Dorie Clark, a marketing strategist who teaches at Duke University's Fuqua School of Business, writes in Harvard Business Review about when you should ignore other people's advice and comments.

"Feedback from the right people--who are informed, helpful, and have your best interests at heart--is invaluable. But when it comes to everyone else, the best thing we can do is learn to ignore them," Clark writes.

Clark, who just published her second book (Stand Out), says she received a flood of constructive criticism and feedback during her recent media push to promote her work. "Most of it is either useless or destructive," she writes. "And for the sake of my own sanity--and accomplishing the goals that are most important to me--I've generally decided to tune out other people's suggestions and advice."

But how do you differentiate good advice from bad advice? Below, check out Clark's suggestions on when to ignore feedback.

Ignore vague feedback.

Clark says that the first rule of thumb is to ignore vague feedback. Clark's first boss would send back her work with feedback, "Make it different!" While you need to listen to your fellow executives, investors, and board members, you should ignore feedback when it's so ill-defined.

Clark says when people share "maddeningly non-specific feedback," including criticism like "I didn't think it was as strong as it could have been" or "There was just something off," it's not worth your time. "If they can't tell you exactly what the issue is, it's not your job to figure it out (unless they sign your paycheck)," she writes.

Ignore critiques on things that work.

You should ignore feedback when the critique is about "exactly what you're going for." If you release a product for a niche audience and someone tells you "it's too niche-y" this should help you realize what you're doing is working. Clark says she got an email from a reader who was unsubscribing to her newsletter because she found the emails to be "overly familiar," which is Clark's goal.

"Clearly this woman wasn't a fan of my approach, and that's perfectly OK. It simply means she's not my target audience, and her unsubscribing--which would be easy to take as a rebuke or rejection--can instead be taken as feedback that my goal of being a different kind of business thinker is working," she writes.

Ignore individual opinions.

If your entire customer base tells you the same thing, you better listen.

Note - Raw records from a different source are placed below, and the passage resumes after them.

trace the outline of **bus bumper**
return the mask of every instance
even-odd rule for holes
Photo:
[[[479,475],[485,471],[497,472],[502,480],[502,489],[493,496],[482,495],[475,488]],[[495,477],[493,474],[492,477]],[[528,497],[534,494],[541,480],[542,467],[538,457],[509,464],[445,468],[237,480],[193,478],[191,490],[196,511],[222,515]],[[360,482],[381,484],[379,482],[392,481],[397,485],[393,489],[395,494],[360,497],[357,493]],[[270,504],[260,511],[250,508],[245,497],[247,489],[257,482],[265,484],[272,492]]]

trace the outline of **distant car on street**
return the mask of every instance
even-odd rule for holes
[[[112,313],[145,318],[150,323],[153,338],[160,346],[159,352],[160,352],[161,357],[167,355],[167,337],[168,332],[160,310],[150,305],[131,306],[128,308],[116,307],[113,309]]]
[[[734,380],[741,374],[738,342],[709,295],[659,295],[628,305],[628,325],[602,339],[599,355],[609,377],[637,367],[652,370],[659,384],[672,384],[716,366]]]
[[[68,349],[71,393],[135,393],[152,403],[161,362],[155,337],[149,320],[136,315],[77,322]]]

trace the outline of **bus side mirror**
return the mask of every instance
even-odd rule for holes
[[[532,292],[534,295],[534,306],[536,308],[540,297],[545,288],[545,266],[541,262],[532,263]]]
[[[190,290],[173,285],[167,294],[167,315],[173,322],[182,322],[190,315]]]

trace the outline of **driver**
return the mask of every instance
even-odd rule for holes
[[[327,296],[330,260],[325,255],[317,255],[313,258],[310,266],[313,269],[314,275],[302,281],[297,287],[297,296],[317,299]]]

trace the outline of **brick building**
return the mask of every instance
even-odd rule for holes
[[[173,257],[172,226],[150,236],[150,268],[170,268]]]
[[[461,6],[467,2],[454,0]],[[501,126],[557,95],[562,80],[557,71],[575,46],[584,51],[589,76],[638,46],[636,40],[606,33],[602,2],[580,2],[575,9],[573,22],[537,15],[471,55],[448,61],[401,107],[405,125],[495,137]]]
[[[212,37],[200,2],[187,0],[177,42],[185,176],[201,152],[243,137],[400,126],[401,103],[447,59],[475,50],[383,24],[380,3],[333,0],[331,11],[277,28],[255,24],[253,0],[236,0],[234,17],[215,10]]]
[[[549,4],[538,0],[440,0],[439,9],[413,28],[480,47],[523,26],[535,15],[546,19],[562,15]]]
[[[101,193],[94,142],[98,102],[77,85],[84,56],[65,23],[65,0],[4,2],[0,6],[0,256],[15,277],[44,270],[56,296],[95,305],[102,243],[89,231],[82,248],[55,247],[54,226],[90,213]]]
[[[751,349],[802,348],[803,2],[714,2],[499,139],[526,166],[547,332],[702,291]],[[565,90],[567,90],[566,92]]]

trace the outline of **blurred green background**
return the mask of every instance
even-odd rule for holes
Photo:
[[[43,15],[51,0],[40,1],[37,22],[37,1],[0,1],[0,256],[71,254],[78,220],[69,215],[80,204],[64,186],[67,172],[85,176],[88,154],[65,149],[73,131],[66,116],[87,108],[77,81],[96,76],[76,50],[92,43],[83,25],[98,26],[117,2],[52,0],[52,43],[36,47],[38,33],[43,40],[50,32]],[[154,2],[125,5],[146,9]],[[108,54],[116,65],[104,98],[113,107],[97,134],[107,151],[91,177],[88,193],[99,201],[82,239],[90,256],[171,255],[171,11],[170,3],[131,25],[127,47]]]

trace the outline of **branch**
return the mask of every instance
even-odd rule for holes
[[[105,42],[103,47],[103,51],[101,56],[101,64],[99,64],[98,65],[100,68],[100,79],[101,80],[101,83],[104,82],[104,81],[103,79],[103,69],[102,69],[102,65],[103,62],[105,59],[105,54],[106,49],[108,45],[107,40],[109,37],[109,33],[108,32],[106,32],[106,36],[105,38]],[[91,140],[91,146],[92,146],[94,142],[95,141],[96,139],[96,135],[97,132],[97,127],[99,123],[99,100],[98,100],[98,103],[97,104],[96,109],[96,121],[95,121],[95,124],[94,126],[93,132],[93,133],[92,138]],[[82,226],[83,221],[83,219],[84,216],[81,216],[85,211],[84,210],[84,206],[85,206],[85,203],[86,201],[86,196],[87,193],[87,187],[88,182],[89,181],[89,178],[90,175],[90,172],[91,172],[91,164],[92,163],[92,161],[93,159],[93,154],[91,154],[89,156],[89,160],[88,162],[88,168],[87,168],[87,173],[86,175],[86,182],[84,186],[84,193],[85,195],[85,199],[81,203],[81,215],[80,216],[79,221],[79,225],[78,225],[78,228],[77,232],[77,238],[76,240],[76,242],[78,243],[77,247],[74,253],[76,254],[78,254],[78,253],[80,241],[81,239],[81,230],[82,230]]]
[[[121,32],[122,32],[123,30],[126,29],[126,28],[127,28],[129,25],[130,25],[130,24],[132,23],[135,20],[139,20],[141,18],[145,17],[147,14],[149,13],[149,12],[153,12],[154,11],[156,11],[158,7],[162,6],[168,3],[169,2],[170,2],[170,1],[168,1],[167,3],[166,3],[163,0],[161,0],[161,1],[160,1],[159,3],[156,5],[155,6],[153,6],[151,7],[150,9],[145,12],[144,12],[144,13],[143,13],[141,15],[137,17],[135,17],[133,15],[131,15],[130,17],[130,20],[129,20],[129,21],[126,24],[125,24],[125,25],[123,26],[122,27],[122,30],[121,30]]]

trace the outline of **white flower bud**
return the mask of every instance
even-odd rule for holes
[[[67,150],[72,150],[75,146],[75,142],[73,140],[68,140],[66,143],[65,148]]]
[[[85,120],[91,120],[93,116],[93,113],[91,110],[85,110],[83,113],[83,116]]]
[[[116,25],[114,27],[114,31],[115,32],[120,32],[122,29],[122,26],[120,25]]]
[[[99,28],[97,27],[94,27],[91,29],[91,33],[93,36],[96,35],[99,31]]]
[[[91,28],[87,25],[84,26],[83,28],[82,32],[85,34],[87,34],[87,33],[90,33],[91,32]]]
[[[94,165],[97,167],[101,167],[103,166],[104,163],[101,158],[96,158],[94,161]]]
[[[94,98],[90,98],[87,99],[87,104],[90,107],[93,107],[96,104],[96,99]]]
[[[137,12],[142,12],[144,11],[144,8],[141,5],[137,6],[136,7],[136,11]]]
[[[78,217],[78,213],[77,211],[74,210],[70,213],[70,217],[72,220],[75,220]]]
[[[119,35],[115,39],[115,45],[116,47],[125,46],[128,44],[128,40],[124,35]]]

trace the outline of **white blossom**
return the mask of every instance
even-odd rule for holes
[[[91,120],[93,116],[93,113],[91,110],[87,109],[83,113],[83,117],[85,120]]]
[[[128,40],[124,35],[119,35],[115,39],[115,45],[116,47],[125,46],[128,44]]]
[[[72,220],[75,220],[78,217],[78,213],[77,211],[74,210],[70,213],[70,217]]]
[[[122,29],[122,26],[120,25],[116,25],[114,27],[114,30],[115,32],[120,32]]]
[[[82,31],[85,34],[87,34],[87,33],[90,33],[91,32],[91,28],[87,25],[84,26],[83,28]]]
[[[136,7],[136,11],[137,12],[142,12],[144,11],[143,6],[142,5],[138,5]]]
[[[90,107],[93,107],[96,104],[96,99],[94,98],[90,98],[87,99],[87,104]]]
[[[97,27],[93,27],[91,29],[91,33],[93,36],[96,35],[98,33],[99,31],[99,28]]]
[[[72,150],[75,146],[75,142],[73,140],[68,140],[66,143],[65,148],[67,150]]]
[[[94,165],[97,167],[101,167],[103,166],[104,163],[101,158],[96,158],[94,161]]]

But if one customer dishes out a particularly negative critique, don't give it much weight. "But the opinion of one person, no matter how influential that person is, isn't always reliable," she writes. 

"It's quite possible that their feedback isn't about you at all; it could be the result of them having a bad day, or their own personal bias (you're an abstract expressionist and they only like figurative painters), or the fact that you remind them of their mother-in-law," she writes. "One person's opinion isn't a trend."

Ignore personal attacks.

Sometimes, people don't like you and sometimes they will tell you. When it comes to Internet-based feedback, you should realize that the cloak of anonymity, or pseudonymity, can give people the courage to say hurtful things. Just because they are targeted towards you doesn't mean you need to heed their criticism.

"It isn't that your facts are wrong, it's that you're stupid. It isn't that they disagree with your strategy, it's that you're ugly. (One Twitter user recently sniped about my haircut.) Is it possible there's a grain of solid critique inside their schoolyard rhetoric? Maybe," she writes. "But--per the policy of only listening to feedback when it comes from more than one person--you can safely ignore the overt haters. If they have a point, you'll hear it eventually from someone else, in a form that's more professional, respectful, and less damaging to your psyche."

Ignore feedback from unreliable sources.

You should listen to feedback from trusted peers and respected sources, but you should ignore criticism from suspect sources. "Everyone may have an opinion, but that doesn't mean it's useful. Just as, in the Internet era, it's easy to drown in information overload if you don't meter your intake, the same is true of feedback," she writes. "The best way to sort the wheat from the chaff is to decide in advance who you respect, and only choose to listen to those people. If your friend who's a speaking coach tells you how you can improve your stage presence, you may want to listen; a random audience member, not so much."